La campagne présidentielle gabonaise s’emballe, et avec elle, une avalanche de déclarations enflammées. Dernière en date : Nicole Assélé, qui appelle les Gabonais à soutenir Alain-Claude Bilie-By-Nze, qu’elle érige en seul et unique candidat de la rupture. La rupture avec quoi, au juste ? Avec les pratiques du passé ? Avec le PDG ? Avec les illusions ? Creusons un peu.
Un révolutionnaire en col blanc ?
Il faut le dire, Alain-Claude Bilie-By-Nze a le CV d’un homme d’État. Ex-ministre, ex-Premier ministre, ex-PDGiste convaincu, il a navigué sous plusieurs régimes, de Bongo fils à la Transition. Un parcours qui, certes, témoigne d’une résilience politique remarquable, mais pose une question légitime : peut-on être le candidat du changement quand on a été une pièce maîtresse du système qu’on veut "rompre" ?
D’aucuns diront que l’homme a su tirer des leçons du passé. D’autres, plus sceptiques, y verront une habileté de caméléon politique. Après tout, prôner la rupture après avoir tenu les leviers du pouvoir, c’est un peu comme un cuisinier qui brûle le repas et demande à être promu chef étoilé.
Nicole Assélé, la prophétesse du renouveau
Dans son plaidoyer enflammé, Nicole Assélé ne mâche pas ses mots : Bilie-By-Nze serait l’homme providentiel, le seul candidat conforme à la loi et, bien sûr, le seul à pouvoir ramener espoir et dignité au peuple. Rien que ça ! On sent que la foi est profonde… et opportunément placée.
En dénonçant une "amnésie politique", Assélé attaque ceux qui auraient oublié leur rôle dans la stagnation du pays. Mais dans ce grand procès des anciens, il semble qu’on ait oublié d’appeler certains témoins à la barre. À savoir : Bilie-By-Nze lui-même, qui fut aux premières loges des grandes décisions du passé.

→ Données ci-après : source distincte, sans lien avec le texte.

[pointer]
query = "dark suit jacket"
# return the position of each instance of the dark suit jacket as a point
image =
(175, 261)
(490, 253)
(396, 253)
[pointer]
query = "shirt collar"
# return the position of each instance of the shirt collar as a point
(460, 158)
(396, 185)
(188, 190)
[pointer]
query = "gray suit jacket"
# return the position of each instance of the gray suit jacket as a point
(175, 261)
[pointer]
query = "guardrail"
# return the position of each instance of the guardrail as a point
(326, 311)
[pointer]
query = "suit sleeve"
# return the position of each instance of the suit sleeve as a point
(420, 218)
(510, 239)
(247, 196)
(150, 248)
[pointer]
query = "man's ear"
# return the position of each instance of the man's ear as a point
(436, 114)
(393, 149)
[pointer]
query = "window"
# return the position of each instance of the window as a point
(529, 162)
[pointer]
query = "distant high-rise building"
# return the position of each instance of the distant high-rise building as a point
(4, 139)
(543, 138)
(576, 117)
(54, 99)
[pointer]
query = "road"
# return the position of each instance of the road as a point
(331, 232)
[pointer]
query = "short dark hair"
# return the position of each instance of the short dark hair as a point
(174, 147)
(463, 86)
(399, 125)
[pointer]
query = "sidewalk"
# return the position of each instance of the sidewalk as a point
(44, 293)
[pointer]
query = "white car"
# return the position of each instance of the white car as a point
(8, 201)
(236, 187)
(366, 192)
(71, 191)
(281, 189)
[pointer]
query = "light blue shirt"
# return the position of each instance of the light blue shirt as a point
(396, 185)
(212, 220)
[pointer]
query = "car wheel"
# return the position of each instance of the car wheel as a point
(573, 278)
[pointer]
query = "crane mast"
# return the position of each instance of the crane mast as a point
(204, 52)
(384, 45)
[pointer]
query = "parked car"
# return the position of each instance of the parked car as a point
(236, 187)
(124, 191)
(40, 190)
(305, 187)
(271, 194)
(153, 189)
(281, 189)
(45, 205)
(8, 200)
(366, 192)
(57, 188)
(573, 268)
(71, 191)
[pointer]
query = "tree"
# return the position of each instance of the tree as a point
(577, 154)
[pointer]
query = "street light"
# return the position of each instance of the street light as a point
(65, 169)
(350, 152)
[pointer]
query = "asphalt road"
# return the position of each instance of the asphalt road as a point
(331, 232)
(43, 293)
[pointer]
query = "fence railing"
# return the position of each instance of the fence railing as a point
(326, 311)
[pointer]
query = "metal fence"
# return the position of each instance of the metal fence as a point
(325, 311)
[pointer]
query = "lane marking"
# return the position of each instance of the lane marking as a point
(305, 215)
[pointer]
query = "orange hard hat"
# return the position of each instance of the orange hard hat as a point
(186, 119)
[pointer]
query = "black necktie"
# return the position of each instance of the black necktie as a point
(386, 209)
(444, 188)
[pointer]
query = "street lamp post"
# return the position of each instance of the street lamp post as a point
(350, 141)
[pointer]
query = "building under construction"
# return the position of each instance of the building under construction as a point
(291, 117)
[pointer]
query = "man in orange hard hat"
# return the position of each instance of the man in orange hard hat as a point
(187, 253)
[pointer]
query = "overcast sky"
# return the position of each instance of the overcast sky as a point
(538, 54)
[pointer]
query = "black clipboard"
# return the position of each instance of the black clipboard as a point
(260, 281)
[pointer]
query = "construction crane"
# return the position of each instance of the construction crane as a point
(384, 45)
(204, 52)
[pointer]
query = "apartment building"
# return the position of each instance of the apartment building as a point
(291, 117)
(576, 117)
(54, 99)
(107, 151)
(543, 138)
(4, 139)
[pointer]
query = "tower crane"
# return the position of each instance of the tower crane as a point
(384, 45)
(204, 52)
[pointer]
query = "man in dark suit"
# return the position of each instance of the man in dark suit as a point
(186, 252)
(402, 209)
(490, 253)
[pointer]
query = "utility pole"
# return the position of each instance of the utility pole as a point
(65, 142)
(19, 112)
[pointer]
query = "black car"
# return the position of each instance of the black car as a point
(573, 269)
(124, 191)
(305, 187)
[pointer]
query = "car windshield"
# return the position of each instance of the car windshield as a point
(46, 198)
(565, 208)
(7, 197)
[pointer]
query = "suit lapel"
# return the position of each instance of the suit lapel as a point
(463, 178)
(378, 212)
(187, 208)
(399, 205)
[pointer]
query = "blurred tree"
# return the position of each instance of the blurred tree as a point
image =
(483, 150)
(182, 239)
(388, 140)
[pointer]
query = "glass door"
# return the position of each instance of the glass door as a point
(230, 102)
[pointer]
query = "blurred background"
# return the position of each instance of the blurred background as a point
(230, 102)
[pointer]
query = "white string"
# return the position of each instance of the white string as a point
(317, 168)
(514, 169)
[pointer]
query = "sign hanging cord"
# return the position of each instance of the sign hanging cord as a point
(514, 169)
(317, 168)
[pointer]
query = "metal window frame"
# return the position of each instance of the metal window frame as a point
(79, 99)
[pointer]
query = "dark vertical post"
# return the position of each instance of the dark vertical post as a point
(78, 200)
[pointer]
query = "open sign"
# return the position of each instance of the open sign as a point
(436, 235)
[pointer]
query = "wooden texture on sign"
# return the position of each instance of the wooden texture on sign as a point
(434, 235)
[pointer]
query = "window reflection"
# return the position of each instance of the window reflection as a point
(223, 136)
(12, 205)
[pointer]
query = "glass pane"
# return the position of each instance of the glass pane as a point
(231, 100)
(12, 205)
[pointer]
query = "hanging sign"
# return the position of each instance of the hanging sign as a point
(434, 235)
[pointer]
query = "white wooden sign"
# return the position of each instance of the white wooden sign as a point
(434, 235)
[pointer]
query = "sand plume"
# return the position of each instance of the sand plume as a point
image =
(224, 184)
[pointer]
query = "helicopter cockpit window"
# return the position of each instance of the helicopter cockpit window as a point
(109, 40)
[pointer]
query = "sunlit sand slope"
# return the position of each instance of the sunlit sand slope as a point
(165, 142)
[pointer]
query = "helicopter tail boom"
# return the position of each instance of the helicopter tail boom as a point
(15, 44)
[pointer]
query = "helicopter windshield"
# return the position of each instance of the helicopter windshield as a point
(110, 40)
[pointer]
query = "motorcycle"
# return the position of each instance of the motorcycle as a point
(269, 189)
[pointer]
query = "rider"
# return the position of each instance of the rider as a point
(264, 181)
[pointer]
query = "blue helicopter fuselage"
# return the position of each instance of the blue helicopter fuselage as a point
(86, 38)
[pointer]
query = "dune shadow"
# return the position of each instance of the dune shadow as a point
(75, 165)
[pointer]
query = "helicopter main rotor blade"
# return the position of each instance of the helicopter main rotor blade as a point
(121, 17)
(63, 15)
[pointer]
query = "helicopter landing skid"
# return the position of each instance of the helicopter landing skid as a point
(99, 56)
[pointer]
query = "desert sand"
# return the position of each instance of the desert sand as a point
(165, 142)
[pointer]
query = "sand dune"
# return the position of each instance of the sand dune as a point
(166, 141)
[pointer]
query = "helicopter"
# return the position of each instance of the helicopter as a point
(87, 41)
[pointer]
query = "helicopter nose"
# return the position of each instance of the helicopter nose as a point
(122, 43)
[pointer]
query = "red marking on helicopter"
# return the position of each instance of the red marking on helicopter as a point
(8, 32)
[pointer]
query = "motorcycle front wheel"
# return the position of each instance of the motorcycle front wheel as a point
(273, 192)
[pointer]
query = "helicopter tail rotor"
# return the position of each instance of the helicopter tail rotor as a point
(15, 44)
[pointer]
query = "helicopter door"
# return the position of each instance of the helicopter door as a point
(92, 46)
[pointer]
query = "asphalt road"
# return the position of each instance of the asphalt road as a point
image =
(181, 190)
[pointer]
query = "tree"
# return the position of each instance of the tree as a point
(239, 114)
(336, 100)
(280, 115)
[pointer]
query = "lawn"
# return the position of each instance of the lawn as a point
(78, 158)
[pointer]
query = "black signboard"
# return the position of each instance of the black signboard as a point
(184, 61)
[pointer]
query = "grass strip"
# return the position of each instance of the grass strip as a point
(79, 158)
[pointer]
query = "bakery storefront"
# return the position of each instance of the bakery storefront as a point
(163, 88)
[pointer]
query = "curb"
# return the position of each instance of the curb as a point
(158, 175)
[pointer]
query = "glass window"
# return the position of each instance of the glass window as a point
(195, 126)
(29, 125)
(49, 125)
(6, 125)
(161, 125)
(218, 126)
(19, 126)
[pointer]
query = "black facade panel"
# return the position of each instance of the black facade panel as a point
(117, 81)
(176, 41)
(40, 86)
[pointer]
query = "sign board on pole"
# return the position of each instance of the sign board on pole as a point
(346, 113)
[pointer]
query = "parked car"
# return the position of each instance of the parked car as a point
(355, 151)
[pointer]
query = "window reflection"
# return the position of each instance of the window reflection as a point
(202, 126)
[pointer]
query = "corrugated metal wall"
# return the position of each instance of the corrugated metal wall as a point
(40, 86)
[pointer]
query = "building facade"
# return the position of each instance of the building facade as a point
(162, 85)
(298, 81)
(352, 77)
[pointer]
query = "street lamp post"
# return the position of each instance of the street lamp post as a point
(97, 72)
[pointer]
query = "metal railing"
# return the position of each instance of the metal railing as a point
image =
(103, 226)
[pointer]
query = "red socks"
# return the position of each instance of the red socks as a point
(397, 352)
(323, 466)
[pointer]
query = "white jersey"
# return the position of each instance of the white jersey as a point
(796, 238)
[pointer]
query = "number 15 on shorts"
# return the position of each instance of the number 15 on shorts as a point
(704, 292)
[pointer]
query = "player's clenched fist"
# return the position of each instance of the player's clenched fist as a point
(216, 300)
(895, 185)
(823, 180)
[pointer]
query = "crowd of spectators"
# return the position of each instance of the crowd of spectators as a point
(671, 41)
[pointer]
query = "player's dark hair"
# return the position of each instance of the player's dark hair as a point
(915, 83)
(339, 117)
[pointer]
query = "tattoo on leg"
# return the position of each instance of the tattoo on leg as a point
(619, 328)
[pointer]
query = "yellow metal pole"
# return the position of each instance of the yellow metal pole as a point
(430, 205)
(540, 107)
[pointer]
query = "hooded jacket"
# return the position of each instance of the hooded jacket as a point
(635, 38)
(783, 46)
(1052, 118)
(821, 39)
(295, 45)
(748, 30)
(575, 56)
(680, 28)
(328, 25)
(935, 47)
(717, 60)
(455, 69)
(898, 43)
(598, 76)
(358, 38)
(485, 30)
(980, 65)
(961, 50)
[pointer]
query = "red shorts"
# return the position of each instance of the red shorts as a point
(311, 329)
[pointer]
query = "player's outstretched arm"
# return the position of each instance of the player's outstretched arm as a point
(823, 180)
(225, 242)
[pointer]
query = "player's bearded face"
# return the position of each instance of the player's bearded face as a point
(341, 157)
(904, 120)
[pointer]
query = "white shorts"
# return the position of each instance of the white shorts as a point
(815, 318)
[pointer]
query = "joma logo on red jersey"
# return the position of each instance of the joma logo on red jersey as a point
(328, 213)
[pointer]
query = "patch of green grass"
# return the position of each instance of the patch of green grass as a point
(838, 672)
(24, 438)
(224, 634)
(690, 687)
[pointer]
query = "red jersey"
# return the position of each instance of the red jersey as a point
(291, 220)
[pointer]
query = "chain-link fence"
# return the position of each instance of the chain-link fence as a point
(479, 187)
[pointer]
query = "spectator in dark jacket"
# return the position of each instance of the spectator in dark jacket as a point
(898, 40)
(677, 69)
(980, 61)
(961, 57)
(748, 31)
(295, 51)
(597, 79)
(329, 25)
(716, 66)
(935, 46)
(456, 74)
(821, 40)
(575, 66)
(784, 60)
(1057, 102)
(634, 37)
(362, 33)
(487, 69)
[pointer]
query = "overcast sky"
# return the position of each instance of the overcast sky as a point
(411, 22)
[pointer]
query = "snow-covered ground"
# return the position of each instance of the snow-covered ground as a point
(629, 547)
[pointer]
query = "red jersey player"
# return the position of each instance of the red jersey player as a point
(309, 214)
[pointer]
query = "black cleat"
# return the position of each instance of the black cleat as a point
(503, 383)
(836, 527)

Un programme à contre-courant… ou à contre-temps ?
Si l’on s’intéresse aux propositions du candidat, la rupture annoncée est plutôt… administrative. Supprimer le Sénat, le CESE, la Médiature de la République ? Soit. Mais est-ce là le souffle révolutionnaire attendu par les Gabonais ? L’ambition semble plus proche d’un ménage de printemps que d’un séisme politique.
Quant à ses engagements économiques et sociaux, ils fleurent bon les promesses de campagne habituelles : plus d’emplois, plus de justice sociale, plus de tout… sauf peut-être d’une explication claire sur la manière dont tout cela sera financé.
"Osons la rupture !" … mais laquelle ?
Dans ce concert électoral où chaque candidat veut incarner le renouveau, Bilie-By-Nze joue la carte du pragmatisme. Peut-être sincèrement. Peut-être par calcul. Mais la véritable rupture, celle que les Gabonais attendent, ne se résume pas à changer de capitaine tout en gardant le même navire.
Alors, rupture avec le passé ou continuité sous un autre nom ? Le scrutin du 12 avril nous dira si les Gabonais sont prêts à croire que l’on peut rénover une maison en gardant les mêmes architectes. En attendant, le spectacle continue, et la politique gabonaise prouve une fois de plus qu’elle excelle dans l’art de réinventer les visages… sans jamais vraiment changer les règles du jeu.